Spectacle écrit et mis en scène par Serge Bourhis, avec, en alternance, Serge Bourhis, Guillaume Dollinger, Héloïse Lacroix, Alberto Lombardo, Julie Macqueron, Vincent Remoissenet et Caroline Hartpence.
Serge Bourhis avait fait mouche avec un "Racine par la racine" à la fois ambitieux et sans prétention ostentatoire, conçu comme une épatante et fantaisiste invitation au voyage en Racinie.
Toujours aux manettes pour l'écriture et la mise en scène, il récidive avec "Molieratus" qui propose un florilège de scènes empruntées aux opus majeurs moliéresques et dispensées selon un argument astucieux dans une partition fictionnelle qui emprunte au biopic et, de surcroît, satisfait à la dramaturgie de l'époque avec le respect de la règle des trois unités.
Elle est calquée sur le déroulement de ce que pouvait être une journée ordinaire de l'homme, du chef de troupe et du comédien - clin d'oeil à une situation intemporelle que connaît in vivo Serge Bourhis - émaillée des petits événements d'un quotidien récurrent qui entrent en résonance avec les intrigues théâtralisées.
Mais, cette journée ne se présente pas vraiment comme les autres. Dans sa loge, se préparant à ce qui sera sa dernière représentation du "Malade imaginaire", Molière cauchemardant est assailli par un grotesque ballet de masques qui annoncent la camarde.
Car contrairement à son personnage, Molière est gravement malade et, évoquant "l'heure du souper" qui scelle le destin de Dom Juan, a la pré-science de sa fin imminente.

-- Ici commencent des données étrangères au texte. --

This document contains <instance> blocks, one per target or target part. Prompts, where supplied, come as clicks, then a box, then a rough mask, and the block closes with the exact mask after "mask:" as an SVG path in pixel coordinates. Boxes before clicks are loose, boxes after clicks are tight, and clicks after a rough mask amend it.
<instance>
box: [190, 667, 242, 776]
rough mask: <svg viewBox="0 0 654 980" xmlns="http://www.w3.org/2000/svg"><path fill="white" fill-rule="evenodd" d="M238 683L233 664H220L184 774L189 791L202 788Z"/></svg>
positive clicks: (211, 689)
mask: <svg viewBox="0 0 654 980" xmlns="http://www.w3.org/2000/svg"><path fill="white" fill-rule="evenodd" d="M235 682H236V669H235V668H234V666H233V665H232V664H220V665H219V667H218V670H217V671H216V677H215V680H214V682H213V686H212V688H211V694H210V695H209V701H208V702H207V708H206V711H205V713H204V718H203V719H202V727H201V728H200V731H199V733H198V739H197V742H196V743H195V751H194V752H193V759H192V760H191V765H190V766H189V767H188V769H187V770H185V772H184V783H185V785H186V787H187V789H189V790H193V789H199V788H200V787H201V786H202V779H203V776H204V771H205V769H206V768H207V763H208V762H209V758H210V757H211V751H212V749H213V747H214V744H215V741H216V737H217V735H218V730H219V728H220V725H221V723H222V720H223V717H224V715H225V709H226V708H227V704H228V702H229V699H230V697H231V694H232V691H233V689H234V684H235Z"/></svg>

Comme il sait que c'est sa bien-aimée Madeleine, avec la beauté voilée et les mots de Elvire, qui viendra le chercher.
Ainsi il doit affronter, entre autres, les querelles d'ego entre la comédienne aguerrie Catherine de Brie et sa nouvelle et jeune épouse, Melle Molière née Armande Béjart, l'infidélité de cette dernière, les doléances d'un fâcheux créancier et la visite impromptue de Melle de Scudéry qui toutefois ne lui tient pas rigueur d'avoir servi de source d'inspiration pour égratigner les femmes précieuses et savantes.

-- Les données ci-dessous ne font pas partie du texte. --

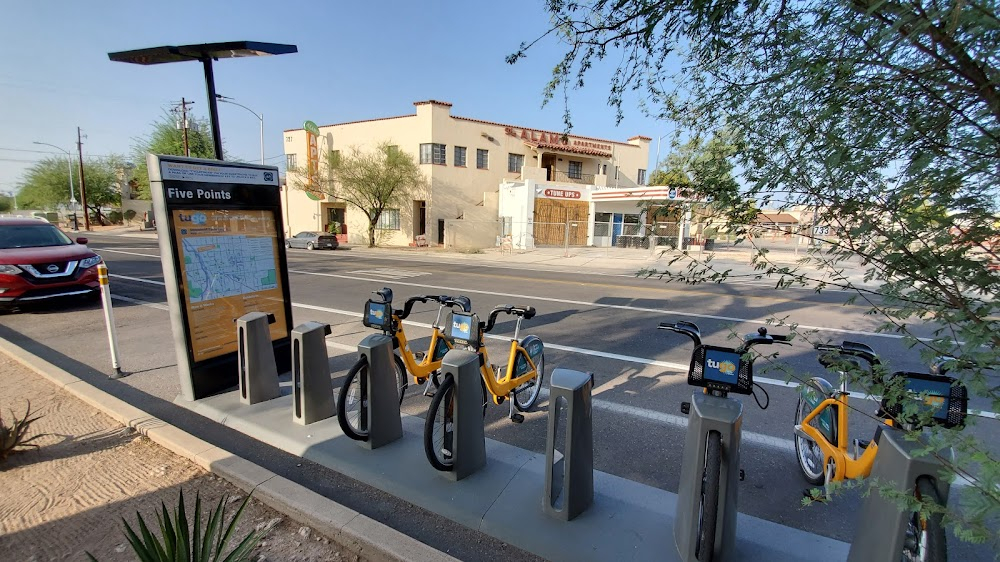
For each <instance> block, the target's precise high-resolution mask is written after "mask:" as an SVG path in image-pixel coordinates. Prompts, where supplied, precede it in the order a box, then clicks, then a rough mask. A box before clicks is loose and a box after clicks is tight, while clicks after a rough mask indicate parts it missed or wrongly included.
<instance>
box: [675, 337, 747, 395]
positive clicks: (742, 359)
mask: <svg viewBox="0 0 1000 562" xmlns="http://www.w3.org/2000/svg"><path fill="white" fill-rule="evenodd" d="M688 384H690V385H691V386H700V387H703V388H708V389H711V390H722V391H724V392H735V393H736V394H751V393H752V392H753V362H752V361H745V360H743V357H742V356H741V355H740V354H739V353H737V352H736V350H735V349H731V348H728V347H716V346H714V345H700V346H698V347H696V348H695V350H694V353H693V354H692V356H691V368H690V369H689V370H688Z"/></svg>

Serge Bourhis orchestre la partition avec le rythme enlevé qui s'impose et sied à ce bienvenu divertissement au didactisme discret et le tempo est assuré par Alberto Lombardo qui endosse avec aisance toutes les pourpoints et campe un excellent Molière dans toutes ces facettes, de l'homme sensible au cabotin.
La troupe est au diapason avec Julie Macqueron, Guillaume Dollinger, Héloïse Lacroix et Vincent Remoissenet et mention spéciale à ces deux derniers pour leur palette "multirôle", de Dorine à un aussi superbe qu'inattendu Dom Juan au féminin pour l'une et de Monsieur Dimanche à Sganarelle pour l'autre.